El culto del Corazón de
Cristo viene aquí en auxilio de la persona, ayudándolo a cultivar su propia
identidad: el “Yo” humano es un sujeto que ha sido amado en su pasado, es
actualmente amado y sabe que lo será por Aquél cuyo amor domina y unifica el
pasado, el presente y el futuro. La permanente y creciente consciencia de estar
envuelto por este Amor trascendente facilita la imitación de las virtudes que
Él mismo ejerció durante su vida terrestre, inclusive que hasta el pasado tiende
a sumergir el pasado. Porque el sujeto humano encuentra en su relación con el
Corazón de Cristo la fuerza y el dinamismo queridos para preparar y desafiar el
porvenir. Ve en Él un maestro de confianza y de amor audaz.
En esta vía iluminativa,
la imitación de Cristo es inseparablemente testimonio rendido a Cristo, bajo la
influencia del Espíritu de Verdad y de las gracias sacramentales de la
confirmación. Por medio de ellas, el Espíritu del Corazón de Jesús habla de Él,
actúa por Él, suscita el deseo de ofrecerle los sufrimientos y las alegrías de
la vida cotidiana.
1 Cf. P. Ricoeur, De
l’interpretation, París 1965, p. 478: “los mismos símbolos son portadores de
dos vectores; representan nuestra infancia, exploran nuestra vida adulta.

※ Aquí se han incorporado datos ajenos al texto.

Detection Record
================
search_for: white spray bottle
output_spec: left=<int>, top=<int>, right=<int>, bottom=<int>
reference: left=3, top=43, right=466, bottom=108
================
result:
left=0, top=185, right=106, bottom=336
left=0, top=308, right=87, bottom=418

Sumergiéndose en nuestra infancia y haciéndola revivir sobre el modo onírico es
que representan el proyecto de nuestras posibilidades propias sobre el registro
de lo imaginario. Esos símbolos auténticos son regresivos-progresivos.”
2 Ver C. Bernard, “La
fonction symbolique en espiritualité”, Nouvelle Revue Théologique.,
95 (1973), 1119-1136, especialmente 1131-1135; del mismo autor, Théologie
affective, París, 1984, Ch. VII.
3 Cf. Mc. 7,6 y 21 -22; VTB, art. coeur
4 J.M. Le Blond,
“Influence de la Réparation… sur la vie psychique de l ‘homme”, Cor
Jesús, Roma, 1959, t. II, P. 369. “La atención cristiana pasó de la
admiración delante de la encarnación ontológica a la encarnación psicológica”,
del cuerpo físico a las emociones de Cristo
5 Vaticano II,
constitución, dei verbum §2.
6 Ibid; cf Hc XXXX1, 1-2.
7 Cf. Santo Tomás de
Aquino, Suma de Teología I, 34 y 35.
8 C. Bernard, Le projet
spirituel, Université Grégorienne, Roma, 1970.